Some creditors has sued one Bakrie company in New York, while a Jakarta supplier has asked an Indonesian court to supervise a debt restructuring. Other creditors of another Bakrie firm have refused a proposal to convert its debt into shares.

Companies from Japan, Malaysia and Indonesia had expressed interest in palm and rubber assets under Bakrie Sumatera Plantations, but the group wanted to keep them, said a source familiar with the Bakrie Group strategy, who declined to be named.

Another person close to the group said that, with debt levels as high as they were, “in a way you have to come up with a plan to restructure even if it’s a long-term game”.

Judgements in foreign courts were not enforceable in Indonesia, so foreign creditors would do better to leave Bakrie to work out its debt problems rather than try to enforce claims against it, said the second person.

The Bakrie Group has long carried a heavy debt load and creditors have been tolerant, in part because of generous yields and a belief that the companies could tap rich mining resources to come up with cash.

However, the coal business – pivotal for Bakrie – has been hard hit. The price of thermal coal is now about $65 a tonne, compared with a peak of nearly $195 in 2008, before Bakrie took on a lot of new debt to expand.

Achmad Bakrie founded the Bakrie Group in 1942 to trade commodities, such as cocoa and coffee, in Sumatra. Today, one of his sons leads the group. Aside from coal, Bakrie has expanded into oil and gas, plantations, property and other businesses, mainly through debt-funded acquisitions.

Ten Bakrie-linked listed companies had total debt of US$8.1bn as of June, with flagship coal miner Bumi Resources alone owing US$4.3bn, according to Thomson Reuters data.
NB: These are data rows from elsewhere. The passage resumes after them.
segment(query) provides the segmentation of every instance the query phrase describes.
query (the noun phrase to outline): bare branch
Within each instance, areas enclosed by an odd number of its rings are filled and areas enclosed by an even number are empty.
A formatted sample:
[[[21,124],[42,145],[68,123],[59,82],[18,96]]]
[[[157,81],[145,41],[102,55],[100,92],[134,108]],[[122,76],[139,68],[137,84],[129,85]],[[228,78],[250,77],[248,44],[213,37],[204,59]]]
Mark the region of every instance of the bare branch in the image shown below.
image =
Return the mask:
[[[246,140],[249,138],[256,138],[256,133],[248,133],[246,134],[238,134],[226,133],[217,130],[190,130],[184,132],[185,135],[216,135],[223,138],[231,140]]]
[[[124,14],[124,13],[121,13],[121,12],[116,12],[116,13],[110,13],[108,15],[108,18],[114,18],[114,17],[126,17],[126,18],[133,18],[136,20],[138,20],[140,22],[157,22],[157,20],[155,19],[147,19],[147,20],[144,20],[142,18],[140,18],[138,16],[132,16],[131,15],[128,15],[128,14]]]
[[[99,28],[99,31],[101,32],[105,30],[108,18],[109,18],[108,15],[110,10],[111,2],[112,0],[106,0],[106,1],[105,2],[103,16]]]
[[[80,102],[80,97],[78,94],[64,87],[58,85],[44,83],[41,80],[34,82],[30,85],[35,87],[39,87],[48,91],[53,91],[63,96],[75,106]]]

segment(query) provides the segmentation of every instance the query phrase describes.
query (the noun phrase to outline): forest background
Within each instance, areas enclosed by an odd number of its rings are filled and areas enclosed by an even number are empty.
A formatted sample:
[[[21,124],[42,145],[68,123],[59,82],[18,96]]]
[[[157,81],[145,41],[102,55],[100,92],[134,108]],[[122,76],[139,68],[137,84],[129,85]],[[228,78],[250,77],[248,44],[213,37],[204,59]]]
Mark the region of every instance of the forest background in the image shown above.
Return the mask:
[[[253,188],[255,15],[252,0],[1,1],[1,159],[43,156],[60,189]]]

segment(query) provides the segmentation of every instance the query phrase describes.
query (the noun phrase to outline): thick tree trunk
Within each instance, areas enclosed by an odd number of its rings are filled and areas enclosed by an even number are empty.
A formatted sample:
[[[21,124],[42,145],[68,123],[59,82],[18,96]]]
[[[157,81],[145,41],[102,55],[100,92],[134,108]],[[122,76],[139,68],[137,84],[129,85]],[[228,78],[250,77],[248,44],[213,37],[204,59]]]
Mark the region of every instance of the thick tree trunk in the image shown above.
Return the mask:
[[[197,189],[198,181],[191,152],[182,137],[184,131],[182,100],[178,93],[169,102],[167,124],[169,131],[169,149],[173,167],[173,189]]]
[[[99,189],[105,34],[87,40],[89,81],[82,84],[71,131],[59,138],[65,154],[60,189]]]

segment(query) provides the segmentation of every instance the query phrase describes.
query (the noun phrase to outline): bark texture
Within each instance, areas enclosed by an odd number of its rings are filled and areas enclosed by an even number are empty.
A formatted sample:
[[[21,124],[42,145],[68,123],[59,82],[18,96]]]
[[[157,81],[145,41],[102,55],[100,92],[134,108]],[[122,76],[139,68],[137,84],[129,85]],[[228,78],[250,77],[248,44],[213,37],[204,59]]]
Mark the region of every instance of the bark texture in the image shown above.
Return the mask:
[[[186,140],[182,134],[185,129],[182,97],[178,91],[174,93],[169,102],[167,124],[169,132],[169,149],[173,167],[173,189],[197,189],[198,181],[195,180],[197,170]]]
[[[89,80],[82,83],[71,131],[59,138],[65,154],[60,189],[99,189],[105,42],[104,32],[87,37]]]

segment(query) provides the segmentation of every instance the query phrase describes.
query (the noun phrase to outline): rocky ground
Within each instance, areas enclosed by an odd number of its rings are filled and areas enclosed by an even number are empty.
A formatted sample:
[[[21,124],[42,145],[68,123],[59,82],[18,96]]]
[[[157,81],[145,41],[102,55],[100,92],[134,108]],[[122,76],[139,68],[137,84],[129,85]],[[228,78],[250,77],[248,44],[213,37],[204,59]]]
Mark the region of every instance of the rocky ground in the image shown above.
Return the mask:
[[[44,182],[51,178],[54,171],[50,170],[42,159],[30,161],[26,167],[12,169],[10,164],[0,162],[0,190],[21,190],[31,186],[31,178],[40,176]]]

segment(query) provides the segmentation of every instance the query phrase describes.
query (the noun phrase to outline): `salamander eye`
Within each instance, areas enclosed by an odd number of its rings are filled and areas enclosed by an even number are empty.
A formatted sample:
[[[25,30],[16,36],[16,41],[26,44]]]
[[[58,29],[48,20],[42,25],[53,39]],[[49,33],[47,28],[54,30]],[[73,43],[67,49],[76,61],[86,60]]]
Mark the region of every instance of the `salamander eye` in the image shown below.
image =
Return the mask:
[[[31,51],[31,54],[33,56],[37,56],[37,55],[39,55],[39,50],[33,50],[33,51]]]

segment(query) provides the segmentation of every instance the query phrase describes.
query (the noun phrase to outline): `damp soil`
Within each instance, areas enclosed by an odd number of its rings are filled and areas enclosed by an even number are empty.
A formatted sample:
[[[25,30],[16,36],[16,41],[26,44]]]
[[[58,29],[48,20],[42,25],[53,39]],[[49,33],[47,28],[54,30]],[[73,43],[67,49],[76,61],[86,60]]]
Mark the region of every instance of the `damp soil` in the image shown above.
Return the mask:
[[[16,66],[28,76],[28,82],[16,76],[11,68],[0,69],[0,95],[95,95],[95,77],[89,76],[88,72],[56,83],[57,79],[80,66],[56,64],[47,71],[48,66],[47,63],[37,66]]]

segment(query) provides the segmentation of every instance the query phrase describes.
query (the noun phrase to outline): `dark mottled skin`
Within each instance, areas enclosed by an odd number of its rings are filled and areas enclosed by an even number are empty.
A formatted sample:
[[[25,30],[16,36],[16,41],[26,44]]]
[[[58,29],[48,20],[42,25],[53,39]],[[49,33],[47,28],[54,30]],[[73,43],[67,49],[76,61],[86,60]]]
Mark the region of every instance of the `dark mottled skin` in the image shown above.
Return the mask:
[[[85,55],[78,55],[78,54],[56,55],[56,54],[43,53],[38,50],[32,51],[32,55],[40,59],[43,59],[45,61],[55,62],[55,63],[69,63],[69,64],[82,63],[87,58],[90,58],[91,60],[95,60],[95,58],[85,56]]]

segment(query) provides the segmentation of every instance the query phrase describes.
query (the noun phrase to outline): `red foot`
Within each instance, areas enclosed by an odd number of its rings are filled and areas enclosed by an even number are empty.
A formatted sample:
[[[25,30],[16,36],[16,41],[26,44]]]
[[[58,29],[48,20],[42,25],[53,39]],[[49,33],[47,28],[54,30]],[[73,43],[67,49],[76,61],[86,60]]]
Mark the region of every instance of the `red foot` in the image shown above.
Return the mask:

When asked about the Bakrie Group’s strategy to service its debt, spokesman Christopher Fong said that companies associated with the group were independently managed and, in some cases, the Bakrie family did not hold a majority stake.

“They are not under one umbrella and need to be viewed as standalone entities,” he said in an email. Bakrie saw coal prices rising above $80 next year and it maintained strong relationships with its banks, he added.

Three bondholders have sued Bakrie Telecom in a New York court and Indonesia’s Netwave Multi Media, one of Bakrie Telecom’s local vendors, has requested a court-supervised debt restructuring process in Jakarta.

Netwave was worried that the interests of several big, foreign creditors would be prioritised over others, Sandra Nangoy, a lawyer representing Netwave, told Reuters.

“We are not asking Bakrie Telecom to sell its assets right now, but Bakrie Telecom has to give certainty and guarantee that it will pay its debt,” she said.

Bakrie Telecom said on Tuesday it had received official notification from the Jakarta commercial court and it would “take the appropriate steps to respond…while paying attention to the interests of all our creditors and business sustainability.”

Earlier this month, Axis Bank, Credit Suisse, Deutsche Bank, UBS and China Development Bank declined Bumi’s proposal to exchange US$$275m of its debt for new shares. Bumi shares have lost more than half their value so far this year.

“I think investors are somewhat resigned to the fact that they are dependent on the company to initiate the next stage. Yes, the level of frustration is rising, but I think at this point investors have yet to organise themselves,” said a Bumi bondholder, who declined to be named due to the sensitivity of the matter.

Even after completing an agreed US$1.36bn debt-to-equity swap with China Investment Corp, Bumi would not have the internal capacity to fund more than US$1bn maturing over the next 18 months due to its weak liquidity and over-leveraged balance sheet, Moody’s Investors Service said in August.

Brian Grieser, senior analyst at Moody’s, said that Bumi had faced “the perfect storm of high-interest debt and a fall in coal prices.”

Some executives close to the Bakries believe that the group will be able to ride through its latest challenge.

“I do not have even the smallest doubt that they are managing this well, and will make a strong comeback,” said Indonesian coal-mining magnate Samin Tan, who bought the Bakries’ stake in Bumi PLC, now known as Asia Resource Minerals PLC. “History has proven this time and again.”